Question

solve by the method of your choice. Identify systems with no solution and systems with infinitely many solutions, using set notation to express their solution sets

Answer 1

Given,

The equation is

`\begin{gathered} 5x+3y=1.............(1) \\ 3x+4y=-6............(2) \end{gathered}`

To find: Identify the systems with no solution and systems with infinitely many solutions.
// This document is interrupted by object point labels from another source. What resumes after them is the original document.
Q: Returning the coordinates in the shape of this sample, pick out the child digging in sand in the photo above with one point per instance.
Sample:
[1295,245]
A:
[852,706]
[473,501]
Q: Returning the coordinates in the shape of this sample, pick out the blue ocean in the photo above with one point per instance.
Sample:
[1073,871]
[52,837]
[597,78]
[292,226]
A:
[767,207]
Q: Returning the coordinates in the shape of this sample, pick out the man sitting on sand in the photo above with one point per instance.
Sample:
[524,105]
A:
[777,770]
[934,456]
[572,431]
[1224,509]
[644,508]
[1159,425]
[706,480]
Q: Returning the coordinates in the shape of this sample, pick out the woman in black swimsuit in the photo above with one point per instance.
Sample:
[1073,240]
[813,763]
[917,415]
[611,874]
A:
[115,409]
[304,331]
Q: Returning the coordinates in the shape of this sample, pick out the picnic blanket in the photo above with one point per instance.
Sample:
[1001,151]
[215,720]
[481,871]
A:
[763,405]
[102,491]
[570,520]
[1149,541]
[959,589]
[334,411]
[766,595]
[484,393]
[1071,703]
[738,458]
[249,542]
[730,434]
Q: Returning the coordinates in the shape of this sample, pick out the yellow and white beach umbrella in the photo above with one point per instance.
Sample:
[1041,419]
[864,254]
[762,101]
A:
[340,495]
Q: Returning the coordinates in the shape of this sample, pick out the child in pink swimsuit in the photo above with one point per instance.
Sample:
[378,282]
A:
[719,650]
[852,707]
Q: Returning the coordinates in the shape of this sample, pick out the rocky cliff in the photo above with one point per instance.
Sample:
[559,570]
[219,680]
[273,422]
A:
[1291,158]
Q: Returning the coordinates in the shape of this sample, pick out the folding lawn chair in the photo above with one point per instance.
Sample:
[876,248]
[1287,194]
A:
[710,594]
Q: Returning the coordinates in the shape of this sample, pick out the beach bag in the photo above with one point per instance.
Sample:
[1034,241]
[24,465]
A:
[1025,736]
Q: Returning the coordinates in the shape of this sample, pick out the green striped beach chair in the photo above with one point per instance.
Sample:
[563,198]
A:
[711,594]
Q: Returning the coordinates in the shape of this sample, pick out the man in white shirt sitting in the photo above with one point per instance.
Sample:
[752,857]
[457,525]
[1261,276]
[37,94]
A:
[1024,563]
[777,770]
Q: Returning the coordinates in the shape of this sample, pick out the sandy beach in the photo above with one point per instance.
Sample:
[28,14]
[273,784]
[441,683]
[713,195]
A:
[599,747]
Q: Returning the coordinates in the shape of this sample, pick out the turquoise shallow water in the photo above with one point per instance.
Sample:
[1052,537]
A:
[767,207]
Solutions: We will use the substitution method. After moving 3y to the right, we get:

`\begin{gathered} 3y=1-5x \\ y=(1-5x)/(3) \\ y=(1)/(3)-(5x)/(3) \end{gathered}`

Substitute this in the second equation.

`\begin{gathered} 3x+4y=-6 \\ 3x+4*((1)/(3)-(5x)/(3))=-6 \\ 3x+(4)/(3)-(20x)/(3)=-6 \\ (9x-20x)/(3)=-6-(4)/(3) \end{gathered}`

Further solved as,

`\begin{gathered} (-11x)/(3)=(-18-4)/(3) \\ (-11x)/(3)=(-22)/(3) \\ x=2 \end{gathered}`

Put the value of x in equation (1)

`\begin{gathered} 5*2+3y=1 \\ 3y=1-10 \\ 3y=-9 \\ y=-3 \end{gathered}`

Thus, the value of x and y is (2,-3)